Some of the government’s past decisions, such as forbidding employees to move from one institution to another, proved impossible to carry out because they would have led to a break in services for vulnerable service users, and led to confusion for employees.
“Since the beginning of the pandemic, arbitrary decisions have been imposed on our members, often in an authoritarian way and without consultation,” says APTS vice-president Josée Fréchette. “These decisions have taken away their rights and caused the conditions in which they work and practice to deteriorate. This new infringement of their rights may well be the straw that breaks the camel’s back, impelling them to quit their jobs in a state of exhaustion. The government should avoid the coercive mode at all costs and keep up its efforts to educate people and raise awareness. The goal is to gain support from the greatest possible number. This is how we’ve always done things in Québec, one example being the H1N1 flu in 2009.”

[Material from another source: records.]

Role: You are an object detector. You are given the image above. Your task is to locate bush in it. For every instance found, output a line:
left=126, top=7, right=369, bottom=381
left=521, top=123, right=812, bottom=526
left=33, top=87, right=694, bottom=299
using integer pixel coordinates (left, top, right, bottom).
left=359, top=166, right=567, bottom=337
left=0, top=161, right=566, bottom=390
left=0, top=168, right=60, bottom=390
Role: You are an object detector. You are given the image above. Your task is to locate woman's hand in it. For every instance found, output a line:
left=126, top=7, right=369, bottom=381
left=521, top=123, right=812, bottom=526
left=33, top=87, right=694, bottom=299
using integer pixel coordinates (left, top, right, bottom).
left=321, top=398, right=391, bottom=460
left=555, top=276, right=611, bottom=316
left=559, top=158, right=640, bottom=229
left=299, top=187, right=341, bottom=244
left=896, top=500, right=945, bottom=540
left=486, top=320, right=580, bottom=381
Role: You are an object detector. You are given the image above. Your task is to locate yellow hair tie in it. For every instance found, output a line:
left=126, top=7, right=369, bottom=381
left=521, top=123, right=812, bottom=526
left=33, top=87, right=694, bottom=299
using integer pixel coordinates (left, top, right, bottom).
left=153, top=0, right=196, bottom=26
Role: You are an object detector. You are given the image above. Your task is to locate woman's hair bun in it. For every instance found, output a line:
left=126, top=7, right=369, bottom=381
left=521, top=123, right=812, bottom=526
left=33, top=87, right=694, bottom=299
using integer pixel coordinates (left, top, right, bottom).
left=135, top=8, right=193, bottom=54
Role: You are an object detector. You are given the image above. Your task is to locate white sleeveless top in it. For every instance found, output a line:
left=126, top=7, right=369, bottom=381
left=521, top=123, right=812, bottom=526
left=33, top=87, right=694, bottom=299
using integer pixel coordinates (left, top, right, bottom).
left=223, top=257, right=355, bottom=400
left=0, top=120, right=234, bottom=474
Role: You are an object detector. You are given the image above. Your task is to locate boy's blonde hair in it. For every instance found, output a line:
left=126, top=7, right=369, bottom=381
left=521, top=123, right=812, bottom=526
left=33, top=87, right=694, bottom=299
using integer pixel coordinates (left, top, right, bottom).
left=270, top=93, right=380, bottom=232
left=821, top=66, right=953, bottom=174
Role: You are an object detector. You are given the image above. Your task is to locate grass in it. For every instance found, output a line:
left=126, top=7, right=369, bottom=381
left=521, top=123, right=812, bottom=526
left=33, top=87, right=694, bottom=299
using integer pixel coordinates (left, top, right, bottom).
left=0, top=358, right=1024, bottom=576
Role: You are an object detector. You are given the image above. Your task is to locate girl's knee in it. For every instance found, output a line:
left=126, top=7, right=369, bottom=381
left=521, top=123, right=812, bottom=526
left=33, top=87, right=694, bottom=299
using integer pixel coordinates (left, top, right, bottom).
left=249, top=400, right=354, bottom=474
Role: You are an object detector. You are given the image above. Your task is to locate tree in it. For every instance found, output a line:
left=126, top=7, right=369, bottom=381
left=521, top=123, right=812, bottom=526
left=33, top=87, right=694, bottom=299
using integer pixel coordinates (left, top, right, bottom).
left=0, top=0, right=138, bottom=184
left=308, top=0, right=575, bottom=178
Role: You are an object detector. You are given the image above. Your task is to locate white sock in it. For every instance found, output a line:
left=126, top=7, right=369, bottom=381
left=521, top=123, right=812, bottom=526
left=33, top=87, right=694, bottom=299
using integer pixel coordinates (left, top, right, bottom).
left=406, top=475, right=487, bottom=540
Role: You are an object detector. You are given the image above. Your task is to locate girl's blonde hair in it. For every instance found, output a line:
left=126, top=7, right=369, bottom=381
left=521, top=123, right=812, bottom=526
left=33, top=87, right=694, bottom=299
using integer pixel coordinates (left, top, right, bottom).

Without any analysis of the impact of mandatory vaccination on the rate of vaccine coverage, or any overall view of the reasons why a small number of people don’t want to be vaccinated, the APTS is left with a feeling that something important is missing, and it is difficult to develop alternative measures. In addition, the government is silent about the measures and penalties it intends to impose on external partners of the health and social services system (private agencies, some providers of private health services, or natural caregivers and visitors) to ensure they don’t jeopardize the efforts being deployed.
“Once again, we get the feeling that public system employees will be the ones who bear the brunt of government decisions, at a time when we need a comprehensive approach,” says Comeau. “From this point of view, the consultations we’ve had this week have been more than welcome. They’ve shown that despite the health emergency, we’re capable of talking openly about issues affecting employees’ rights. It’s too bad this cooperative approach hasn’t been used more often in the past.”
For more information, see the APTS brief on mandatory vaccination (in French).
The APTS (Alliance du personnel professionnel et technique de la santé et des services sociaux) represents a total of 60,000 members who play a key role in ensuring that health and social services institutions run smoothly. Our members provide a wide range of services for the population as a whole, including diagnostic, rehabilitation, nutrition, psychosocial intervention, clinical support, and prevention services.